今回ある実験で、勅使河原潤になりすました弟とそのアシスタント、計画に携わった科学者3名、医師1名の計6名が核シェルター内で共同生活することになります。次々に起こる殺人事件、登場人物達が退場していく中で最後に残った二人が取った行動とは・・・。
本作は、盲目の勅使河原潤になりすました弟と女性アシスタントという二人の視点が交互に展開されて物語が進行します。二人の視点から読者は犯人を推理していくわけですが、これが非常に難しい。途中から真相が気になってドンドン読み進めていくうちに森ワールドに惹きこまれてしまいます。解決編では美しいトリックが隠されております。

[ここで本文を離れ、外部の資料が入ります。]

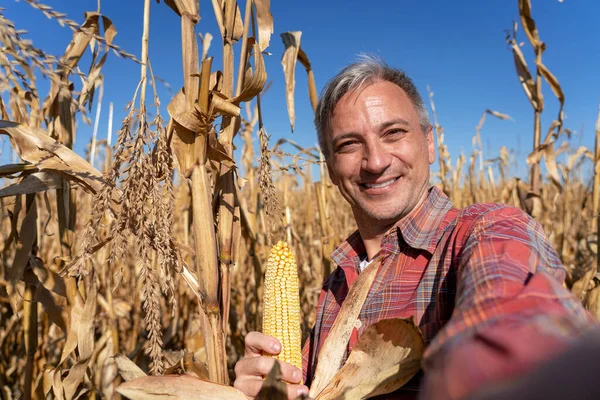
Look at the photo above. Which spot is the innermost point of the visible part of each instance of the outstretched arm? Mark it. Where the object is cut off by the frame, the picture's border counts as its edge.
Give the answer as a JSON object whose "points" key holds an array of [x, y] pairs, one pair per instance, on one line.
{"points": [[512, 311]]}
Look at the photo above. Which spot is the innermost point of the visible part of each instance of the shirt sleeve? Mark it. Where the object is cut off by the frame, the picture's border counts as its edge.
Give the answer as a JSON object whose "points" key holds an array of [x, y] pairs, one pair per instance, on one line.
{"points": [[511, 313]]}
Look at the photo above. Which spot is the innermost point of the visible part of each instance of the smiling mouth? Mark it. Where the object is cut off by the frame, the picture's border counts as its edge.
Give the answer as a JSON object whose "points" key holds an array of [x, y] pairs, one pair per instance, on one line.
{"points": [[378, 185]]}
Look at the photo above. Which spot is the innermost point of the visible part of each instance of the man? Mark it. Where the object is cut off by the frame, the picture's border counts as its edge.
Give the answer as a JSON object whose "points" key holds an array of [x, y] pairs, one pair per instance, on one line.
{"points": [[483, 284]]}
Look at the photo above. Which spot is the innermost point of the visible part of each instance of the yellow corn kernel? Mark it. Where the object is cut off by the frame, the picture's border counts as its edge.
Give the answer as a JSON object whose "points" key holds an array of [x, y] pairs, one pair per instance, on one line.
{"points": [[281, 307]]}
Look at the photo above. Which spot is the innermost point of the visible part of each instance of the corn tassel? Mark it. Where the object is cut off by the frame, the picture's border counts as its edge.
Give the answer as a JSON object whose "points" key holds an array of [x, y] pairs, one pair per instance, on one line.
{"points": [[281, 311]]}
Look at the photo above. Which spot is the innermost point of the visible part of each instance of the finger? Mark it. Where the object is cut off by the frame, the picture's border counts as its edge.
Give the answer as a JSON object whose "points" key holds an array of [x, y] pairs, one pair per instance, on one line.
{"points": [[249, 386], [296, 390], [257, 343], [261, 366], [252, 386]]}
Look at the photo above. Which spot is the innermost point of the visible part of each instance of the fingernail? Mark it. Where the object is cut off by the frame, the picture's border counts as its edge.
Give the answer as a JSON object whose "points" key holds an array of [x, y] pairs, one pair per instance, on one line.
{"points": [[302, 391]]}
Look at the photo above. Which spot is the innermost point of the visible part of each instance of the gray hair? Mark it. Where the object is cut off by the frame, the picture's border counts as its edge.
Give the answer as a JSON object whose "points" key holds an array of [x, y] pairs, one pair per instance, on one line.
{"points": [[367, 70]]}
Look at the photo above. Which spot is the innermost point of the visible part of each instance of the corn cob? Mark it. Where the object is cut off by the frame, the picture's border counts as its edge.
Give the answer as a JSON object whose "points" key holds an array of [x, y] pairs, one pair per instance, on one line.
{"points": [[281, 309]]}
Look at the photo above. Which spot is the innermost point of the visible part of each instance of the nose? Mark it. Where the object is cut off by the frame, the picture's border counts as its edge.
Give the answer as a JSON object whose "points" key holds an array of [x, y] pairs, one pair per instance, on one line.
{"points": [[376, 158]]}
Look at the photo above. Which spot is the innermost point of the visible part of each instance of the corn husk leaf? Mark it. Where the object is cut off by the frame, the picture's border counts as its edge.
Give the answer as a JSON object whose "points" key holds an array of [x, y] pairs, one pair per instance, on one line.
{"points": [[206, 40], [528, 23], [33, 183], [499, 115], [546, 150], [175, 387], [128, 369], [47, 154], [291, 41], [553, 82], [525, 76], [81, 332], [592, 302], [27, 235], [387, 355], [253, 82], [334, 347], [265, 23]]}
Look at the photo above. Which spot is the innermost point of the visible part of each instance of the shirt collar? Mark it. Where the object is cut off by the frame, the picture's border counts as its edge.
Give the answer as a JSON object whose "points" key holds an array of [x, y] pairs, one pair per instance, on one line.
{"points": [[421, 229]]}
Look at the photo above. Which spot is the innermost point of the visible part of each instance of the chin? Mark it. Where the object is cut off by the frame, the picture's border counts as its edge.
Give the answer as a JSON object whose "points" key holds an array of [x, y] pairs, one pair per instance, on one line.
{"points": [[381, 214]]}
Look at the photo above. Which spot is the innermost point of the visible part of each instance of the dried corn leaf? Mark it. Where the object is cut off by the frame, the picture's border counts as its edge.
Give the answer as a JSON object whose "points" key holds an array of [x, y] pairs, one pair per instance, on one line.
{"points": [[524, 75], [581, 287], [333, 349], [33, 183], [27, 235], [80, 40], [291, 41], [184, 7], [387, 355], [174, 387], [528, 23], [205, 39], [128, 369], [253, 82], [265, 23], [553, 82], [498, 114], [82, 329], [581, 153], [45, 153], [195, 367], [592, 302], [109, 30]]}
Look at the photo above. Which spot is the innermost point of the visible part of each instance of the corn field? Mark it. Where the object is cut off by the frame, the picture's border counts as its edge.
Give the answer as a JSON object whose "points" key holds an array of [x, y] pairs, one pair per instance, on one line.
{"points": [[153, 262]]}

そして、議論を呼ぶラストですね。こればかりは読んでいただいてどう感じるかですかね。一つ言えるのは、単純明快な作品ではないということですね。個人的には初読、2週目、3週目で実はこうだったんじゃないかなと感じ方が毎回違います。それがこの作品のオモシロさであり、森博嗣作品が特異である所以ではないでしょうか。
好き嫌いの分かれる作品であるのは間違いありませんが、クローズドサークル物の中でもトリックが美しい作品の部類に入ると思います。本記事を読んでいただき、もしご興味を持たれた方はチェックされてはいかがでしょうか。